The speeches given at the rally, in which thousands of people participated, also underlined the disappointment of pro-Kurdish circles about Interior Minister Beşir Atalay’s remarks on Monday. While Atalay was informing the public about the achievements thus far in the democratization initiative, he said that for the time being they are not planning constitutional amendments, amnesty or education in Kurdish but he did not rule of the possibility of improvement in these fields, either.

However, despite these facts, the rally was full of “peace” messages. Diyarbakır Mayor Osman Baydemir said: “I can say that the bullets fired at soldiers are like bullets fired at me,” and added that he expects Turkish politicians and intellectuals to say that the bullets fired at members of the PKK are like bullets fired at them.

“Both Turkish and Kurdish politicians, both Turkish and Kurdish intellectuals, the opposition, the government, the supporters of the DTP and the supporters of the [ruling Justice and development Party] AK Party should be more brave. The cease-fire does not work with only one side. The guns should be silent at the same moment,” he said.

Just hours before the rally, which took place in the afternoon, the PKK announced once more that they would prolong their unilateral cease-fire, which was declared in March and has been extended twice.

However, four Turkish soldiers lost their lives in Hakkari on Monday. Emine Ayna, the DTP deputy at the meeting, said that if military operations had been stopped, the four soldiers would not have died.

At the “Yes to an honorable peace” rally, Baydemir appealed to the “conscience of Turks” and said that Kurds and Turks together should create a common justice based on a common conscience.

“If you were subject to Kurdification, if your language was prohibited, if your freedoms were restricted, would you not rise up?
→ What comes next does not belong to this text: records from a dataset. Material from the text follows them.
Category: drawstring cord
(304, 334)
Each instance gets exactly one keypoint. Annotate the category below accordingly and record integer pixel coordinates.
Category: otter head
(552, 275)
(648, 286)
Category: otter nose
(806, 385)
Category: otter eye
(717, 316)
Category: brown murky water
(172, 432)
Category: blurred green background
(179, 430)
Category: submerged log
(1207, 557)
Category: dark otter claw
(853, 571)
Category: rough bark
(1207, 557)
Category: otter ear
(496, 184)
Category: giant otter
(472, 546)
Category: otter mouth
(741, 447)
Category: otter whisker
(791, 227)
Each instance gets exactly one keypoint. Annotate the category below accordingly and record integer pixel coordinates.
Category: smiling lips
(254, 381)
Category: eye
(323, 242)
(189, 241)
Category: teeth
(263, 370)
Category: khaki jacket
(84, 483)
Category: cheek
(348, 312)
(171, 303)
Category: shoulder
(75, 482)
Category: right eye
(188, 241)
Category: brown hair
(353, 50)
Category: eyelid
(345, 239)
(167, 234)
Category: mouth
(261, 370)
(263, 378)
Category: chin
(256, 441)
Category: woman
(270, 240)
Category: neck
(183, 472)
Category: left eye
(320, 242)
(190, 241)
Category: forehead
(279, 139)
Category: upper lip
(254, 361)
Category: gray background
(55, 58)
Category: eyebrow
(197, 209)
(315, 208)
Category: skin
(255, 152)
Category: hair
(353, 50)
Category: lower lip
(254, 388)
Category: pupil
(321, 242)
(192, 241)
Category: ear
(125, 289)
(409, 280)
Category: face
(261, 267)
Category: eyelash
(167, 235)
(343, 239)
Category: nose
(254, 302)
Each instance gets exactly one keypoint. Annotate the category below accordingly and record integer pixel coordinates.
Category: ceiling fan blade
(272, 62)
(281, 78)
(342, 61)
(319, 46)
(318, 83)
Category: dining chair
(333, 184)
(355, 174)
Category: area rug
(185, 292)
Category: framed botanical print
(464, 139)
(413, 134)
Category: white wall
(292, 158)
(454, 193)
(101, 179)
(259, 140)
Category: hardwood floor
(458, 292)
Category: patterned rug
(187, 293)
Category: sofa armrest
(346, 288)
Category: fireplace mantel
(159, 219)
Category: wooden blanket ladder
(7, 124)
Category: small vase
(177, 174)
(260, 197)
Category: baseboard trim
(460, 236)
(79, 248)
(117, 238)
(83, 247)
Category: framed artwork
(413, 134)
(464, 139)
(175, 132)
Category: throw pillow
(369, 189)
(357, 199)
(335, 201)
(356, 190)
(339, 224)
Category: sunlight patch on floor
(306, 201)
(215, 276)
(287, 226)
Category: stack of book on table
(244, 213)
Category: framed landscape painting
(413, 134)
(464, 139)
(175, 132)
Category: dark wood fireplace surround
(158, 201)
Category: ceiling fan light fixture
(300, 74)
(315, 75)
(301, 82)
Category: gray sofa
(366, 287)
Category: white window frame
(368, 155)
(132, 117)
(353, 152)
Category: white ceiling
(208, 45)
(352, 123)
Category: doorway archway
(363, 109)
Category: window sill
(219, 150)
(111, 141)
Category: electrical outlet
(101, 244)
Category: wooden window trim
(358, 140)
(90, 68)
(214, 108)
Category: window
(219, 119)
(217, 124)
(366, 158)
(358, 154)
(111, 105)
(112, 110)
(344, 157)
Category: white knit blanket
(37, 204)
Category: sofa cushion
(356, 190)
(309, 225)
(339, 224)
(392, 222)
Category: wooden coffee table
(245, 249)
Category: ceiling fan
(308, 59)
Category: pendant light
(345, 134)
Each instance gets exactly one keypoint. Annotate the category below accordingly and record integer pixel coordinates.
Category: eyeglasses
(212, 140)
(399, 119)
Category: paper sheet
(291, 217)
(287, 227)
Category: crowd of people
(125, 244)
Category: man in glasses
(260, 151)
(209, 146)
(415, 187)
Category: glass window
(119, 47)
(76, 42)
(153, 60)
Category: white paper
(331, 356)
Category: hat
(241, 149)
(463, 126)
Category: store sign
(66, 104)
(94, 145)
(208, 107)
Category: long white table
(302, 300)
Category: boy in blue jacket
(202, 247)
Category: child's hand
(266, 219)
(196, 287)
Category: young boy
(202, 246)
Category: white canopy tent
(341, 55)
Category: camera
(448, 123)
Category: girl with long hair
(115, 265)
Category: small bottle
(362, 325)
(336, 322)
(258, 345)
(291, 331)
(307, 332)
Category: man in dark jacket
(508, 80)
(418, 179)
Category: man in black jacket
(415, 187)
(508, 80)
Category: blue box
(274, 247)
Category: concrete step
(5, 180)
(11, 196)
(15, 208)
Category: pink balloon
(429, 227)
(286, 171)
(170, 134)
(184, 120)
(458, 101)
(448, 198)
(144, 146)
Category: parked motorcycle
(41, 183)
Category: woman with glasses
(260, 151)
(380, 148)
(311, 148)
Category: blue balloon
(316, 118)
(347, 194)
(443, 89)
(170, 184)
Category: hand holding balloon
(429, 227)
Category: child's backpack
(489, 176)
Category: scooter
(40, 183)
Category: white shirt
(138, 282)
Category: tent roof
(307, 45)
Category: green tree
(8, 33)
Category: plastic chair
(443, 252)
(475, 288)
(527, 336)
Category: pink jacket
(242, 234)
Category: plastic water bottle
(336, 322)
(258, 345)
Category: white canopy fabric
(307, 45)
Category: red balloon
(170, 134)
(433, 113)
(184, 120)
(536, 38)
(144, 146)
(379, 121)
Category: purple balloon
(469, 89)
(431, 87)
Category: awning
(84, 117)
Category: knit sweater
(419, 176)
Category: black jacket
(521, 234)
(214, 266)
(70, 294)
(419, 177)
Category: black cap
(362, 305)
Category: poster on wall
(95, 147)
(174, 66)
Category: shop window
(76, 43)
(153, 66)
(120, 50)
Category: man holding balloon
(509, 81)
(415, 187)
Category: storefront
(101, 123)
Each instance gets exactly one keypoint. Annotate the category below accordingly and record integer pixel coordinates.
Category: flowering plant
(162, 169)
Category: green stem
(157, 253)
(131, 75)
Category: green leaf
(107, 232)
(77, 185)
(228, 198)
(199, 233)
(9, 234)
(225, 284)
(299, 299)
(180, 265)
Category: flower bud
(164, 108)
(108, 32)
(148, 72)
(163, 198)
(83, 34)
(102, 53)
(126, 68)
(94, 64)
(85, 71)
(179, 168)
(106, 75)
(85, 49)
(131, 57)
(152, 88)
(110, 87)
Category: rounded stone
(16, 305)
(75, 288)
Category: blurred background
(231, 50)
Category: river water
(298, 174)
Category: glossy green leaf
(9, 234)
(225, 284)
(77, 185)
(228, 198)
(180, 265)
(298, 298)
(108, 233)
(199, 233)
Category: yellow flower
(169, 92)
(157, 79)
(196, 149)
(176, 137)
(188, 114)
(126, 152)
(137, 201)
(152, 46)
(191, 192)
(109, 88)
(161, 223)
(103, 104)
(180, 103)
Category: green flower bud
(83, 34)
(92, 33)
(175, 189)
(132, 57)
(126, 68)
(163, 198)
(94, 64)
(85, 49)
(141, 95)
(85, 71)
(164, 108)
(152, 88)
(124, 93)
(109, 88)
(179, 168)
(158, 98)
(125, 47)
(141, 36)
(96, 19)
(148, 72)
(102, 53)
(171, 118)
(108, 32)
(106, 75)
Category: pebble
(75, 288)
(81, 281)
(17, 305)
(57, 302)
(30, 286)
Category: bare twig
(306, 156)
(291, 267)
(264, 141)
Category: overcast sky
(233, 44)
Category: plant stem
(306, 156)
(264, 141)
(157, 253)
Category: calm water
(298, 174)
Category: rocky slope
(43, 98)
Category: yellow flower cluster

If you would not rise up, what would you do?” he asked.

Ahmet Türk, the chairman of the DTP, pointed to Öcalan as a “counterpart” to the government for addressing the solution to the Kurdish problem, but his words were also sentimental: "I say to God, if our public has an honorable peace, I am ready to die the next day."

He underlined that since the DTP had entered Parliament, it had been working hard for a peaceful solution but that their efforts could only be limited “because those who have been struggling for 30 years and have been ready to sacrifice their lives should be around the negotiating table,” he said.

Türk claimed that no one can ignore Öcalan’s roadmap since “the key is in his hands.”

Türk also recalled the examples of the Irish Republican Army (IRA) and South Africa and said that in both cases the relevant governments refused to talk for a long time but at some point they had to.

He was also critical of the “social democrats” who, according to Türk, by nature have to defend peace and democracy.

Türk also urged the government to consider the views of the Kurds and their demands. “You cannot solve this problem by pretending that the Kurds do not exist,” he said. However, he underlined that the process cannot be stopped now and that nothing will be the same as it was. “You cannot destroy this process. This process will move defiantly towards peace even if you zigzag or withdraw due to your fears,” he said.